Tuesday, September 21, 2004

Quick movie notes

Saw a rash of movies last weekend with SL and AM...

  • Collateral: Michael Mann brings us another slickly glittering, trashy thriller that nevertheless manages to surprise with bursts of lyricism. Also, great soundtrack. p.s. My brief experience with Los Angeles nurtured no love for that city in my heart, but Mann makes it look gorgeous, mysterious, compelling, even to this jaded expat New Yorker. Quite a trick.
  • Sky Captain and the World of Tomorrow: Pretty visuals. Snappy dialogue. Acceptably entertaining story, which faithfully replicates the plotting of an old-fashioned pulpy comic book. Absolutely featherweight, with not an ounce of pretention to be anything else, and therefore unobjectionable in itself; however, I suspect that the movie's success augurs the rather odious prospect that writer/director Kerry Conran will be given free rein to produce a string of even more comic-book-geeky, obsessively detailed, and thoroughly empty reconstructions of his fantasies. One movie of this sort is harmless fun. Ten movies of this sort, without a single idea or even a genuine emotion among their pretty little heads, would be a colossal waste of animators' talent and labor.
  • Also caught the tail end of Seattle's first annual Independent South Asian Film Festival:
    • Autumn's Final Country: a deeply affecting documentary, shot in bare-bones style, in the format of four 15-minute face-to-face interviews with South Asian women. The women directly address the camera and matter-of-factly tell their stories of displacement, violence, abduction, slavery, etc. in Kashmir.
    • Above film was preceded by the short Battle for Blue Gold, a no-budget 20-minute short about how Coca-Cola's Indian subsidiary is illegally polluting and draining a local village's water supply. I found this film interesting but ultimately frustrating, as the budget limitations prevented the filmmaker from doing much research beyond interviewing the village women. The BBC and others have covered this issue in greater detail.
    • Indian Cowboy: the festival's closer. Most festivals reserve the closing spot for a film that's expected to be a big draw, to send the festival out with a bang. So it's probably understandable that they chose a rather conventional romantic comedy feature that allegedly sends up Bollywood conventions. (All the hipsters know that Bollywood movies are fun!
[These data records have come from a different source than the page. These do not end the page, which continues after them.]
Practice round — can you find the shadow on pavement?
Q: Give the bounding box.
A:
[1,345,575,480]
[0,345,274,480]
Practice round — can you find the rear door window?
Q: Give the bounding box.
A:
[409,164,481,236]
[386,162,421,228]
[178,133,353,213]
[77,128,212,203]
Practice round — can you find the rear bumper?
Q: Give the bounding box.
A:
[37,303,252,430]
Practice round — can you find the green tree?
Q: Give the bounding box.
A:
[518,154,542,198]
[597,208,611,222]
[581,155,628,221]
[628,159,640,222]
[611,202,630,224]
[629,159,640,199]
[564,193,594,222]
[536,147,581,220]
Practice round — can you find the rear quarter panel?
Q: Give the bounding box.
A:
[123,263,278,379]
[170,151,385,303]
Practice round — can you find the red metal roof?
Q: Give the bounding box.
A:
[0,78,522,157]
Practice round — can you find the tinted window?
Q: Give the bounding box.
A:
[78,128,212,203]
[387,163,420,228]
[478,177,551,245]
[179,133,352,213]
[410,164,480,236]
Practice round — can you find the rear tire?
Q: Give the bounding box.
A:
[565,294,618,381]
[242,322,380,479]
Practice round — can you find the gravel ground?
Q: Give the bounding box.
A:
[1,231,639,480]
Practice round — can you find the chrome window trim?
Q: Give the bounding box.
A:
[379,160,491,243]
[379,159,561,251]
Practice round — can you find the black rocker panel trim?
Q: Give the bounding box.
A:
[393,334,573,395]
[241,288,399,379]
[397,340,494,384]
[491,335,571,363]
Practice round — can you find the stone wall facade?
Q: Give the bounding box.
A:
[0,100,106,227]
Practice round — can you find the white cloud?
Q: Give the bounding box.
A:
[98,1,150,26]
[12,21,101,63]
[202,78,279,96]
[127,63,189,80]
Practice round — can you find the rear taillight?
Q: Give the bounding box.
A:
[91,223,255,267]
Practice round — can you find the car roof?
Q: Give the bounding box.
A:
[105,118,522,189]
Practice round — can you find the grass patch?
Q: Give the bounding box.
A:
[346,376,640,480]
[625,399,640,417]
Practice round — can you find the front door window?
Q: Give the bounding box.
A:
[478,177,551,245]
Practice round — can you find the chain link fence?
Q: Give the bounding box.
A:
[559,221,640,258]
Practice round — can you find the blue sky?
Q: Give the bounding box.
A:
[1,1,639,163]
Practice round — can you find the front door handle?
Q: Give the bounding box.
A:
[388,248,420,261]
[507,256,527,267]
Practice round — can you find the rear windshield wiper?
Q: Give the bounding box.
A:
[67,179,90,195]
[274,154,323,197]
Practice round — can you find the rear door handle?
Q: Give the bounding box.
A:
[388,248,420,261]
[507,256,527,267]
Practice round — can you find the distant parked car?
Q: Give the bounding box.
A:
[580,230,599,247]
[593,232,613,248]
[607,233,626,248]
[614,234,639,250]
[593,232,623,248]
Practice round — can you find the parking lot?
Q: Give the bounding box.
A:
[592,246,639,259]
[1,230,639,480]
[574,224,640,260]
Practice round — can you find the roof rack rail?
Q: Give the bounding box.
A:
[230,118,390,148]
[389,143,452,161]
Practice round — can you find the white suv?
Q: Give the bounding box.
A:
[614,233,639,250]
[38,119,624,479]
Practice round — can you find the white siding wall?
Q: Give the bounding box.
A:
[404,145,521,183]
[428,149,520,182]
It was in Ghost World!) Unfortunately, Indian Cowboy sucks. It's probably one of the worst movies I've seen this year, which is saying rather a lot, since I watch a lot of movies. Boring, interminable, predictable plot, triter-than-trite dialogue, sloppy pacing, lackadaisical and confused character development. Gaaaagh.
    • Above was preceded by Portrait of an American Hostess, a low-budget short that, although rather obvious at times, still had effective moments, plus a generally deft feel for character that was sorely lacking in the feature that followed it.